Micromechanical analysis for effective elastic moduli and thermal expansion coefficient of composite materials containing ellipsoidal fillers oriented randomly

In this study, we examine to derive the solutions of effective elastic moduli and thermal expansion coefficient for composite materials containing ellipsoidal fillers oriented randomly in the material using homogenization theories, which are the self-consistent method and the Mori–Tanaka method. This analysis is carried out by micromechanics combining Eshelby’s equivalent inclusion method for each theory. The solutions for effective elastic moduli and thermal expansion coefficient obtained on each theory are expressed by common coefficients composed of both the physical properties of the constituents of the composite material and geometrical factors depending upon the shape of the fillers. Moreover, these solutions enable us to calculate effective elastic moduli and thermal expansion coefficient for composite materials that contain randomly oriented fillers of various shapes and physical properties. By taking the limit of eliminating the existence of the matrix for these solutions, we can derive effective physical properties of polycrystalline materials. Using the obtained solutions, we investigate the effects of the shape of the fillers on the effective elastic moduli and thermal expansion coefficient.
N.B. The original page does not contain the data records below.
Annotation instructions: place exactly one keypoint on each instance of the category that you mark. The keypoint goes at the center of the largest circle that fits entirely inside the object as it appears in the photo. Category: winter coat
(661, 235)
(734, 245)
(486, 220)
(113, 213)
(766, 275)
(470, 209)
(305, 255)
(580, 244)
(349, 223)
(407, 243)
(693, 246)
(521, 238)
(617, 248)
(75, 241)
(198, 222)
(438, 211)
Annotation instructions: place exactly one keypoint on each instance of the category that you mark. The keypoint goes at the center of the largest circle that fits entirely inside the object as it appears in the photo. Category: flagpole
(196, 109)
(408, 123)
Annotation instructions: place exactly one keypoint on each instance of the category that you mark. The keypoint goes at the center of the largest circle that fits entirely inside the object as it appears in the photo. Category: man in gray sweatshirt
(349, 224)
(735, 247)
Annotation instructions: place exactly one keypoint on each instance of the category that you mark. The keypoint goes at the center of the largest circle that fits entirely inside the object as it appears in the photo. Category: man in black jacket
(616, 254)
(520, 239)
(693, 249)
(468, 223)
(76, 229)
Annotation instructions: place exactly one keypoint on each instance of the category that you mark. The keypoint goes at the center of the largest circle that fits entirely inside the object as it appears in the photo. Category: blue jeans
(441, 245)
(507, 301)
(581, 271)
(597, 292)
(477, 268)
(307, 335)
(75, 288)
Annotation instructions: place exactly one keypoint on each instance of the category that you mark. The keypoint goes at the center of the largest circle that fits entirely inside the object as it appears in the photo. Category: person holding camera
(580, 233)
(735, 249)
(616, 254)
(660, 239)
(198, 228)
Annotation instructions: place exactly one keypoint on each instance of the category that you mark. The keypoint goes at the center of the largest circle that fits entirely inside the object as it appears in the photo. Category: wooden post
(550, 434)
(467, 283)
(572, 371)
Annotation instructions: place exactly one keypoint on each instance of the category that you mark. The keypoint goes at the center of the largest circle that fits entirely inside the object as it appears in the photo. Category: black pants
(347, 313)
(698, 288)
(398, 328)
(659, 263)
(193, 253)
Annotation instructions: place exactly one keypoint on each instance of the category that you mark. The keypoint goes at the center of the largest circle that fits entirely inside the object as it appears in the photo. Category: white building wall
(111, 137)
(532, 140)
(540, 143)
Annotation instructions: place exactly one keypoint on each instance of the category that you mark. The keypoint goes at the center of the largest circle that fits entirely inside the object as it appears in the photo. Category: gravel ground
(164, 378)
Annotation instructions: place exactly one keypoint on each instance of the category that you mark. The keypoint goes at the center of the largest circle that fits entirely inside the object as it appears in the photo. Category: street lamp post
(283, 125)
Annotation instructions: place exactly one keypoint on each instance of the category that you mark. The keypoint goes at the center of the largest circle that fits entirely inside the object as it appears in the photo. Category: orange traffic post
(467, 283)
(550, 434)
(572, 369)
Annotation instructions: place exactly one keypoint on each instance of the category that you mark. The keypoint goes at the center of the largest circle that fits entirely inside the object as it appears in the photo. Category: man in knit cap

As a result, we confirm that these effective properties fall within the lower and upper bounds, and find that a characteristic result appears when the shape of the fillers is flake or oblate. Through comparisons between the analytical and experimental results, we confirm the practical usability of the solutions obtained in this analysis. Furthermore, we determine originally the shape factor for the filler and can show that this factor has the potential to provide guidelines for the optimal design of filler shape to improve the effective elastic properties of materials.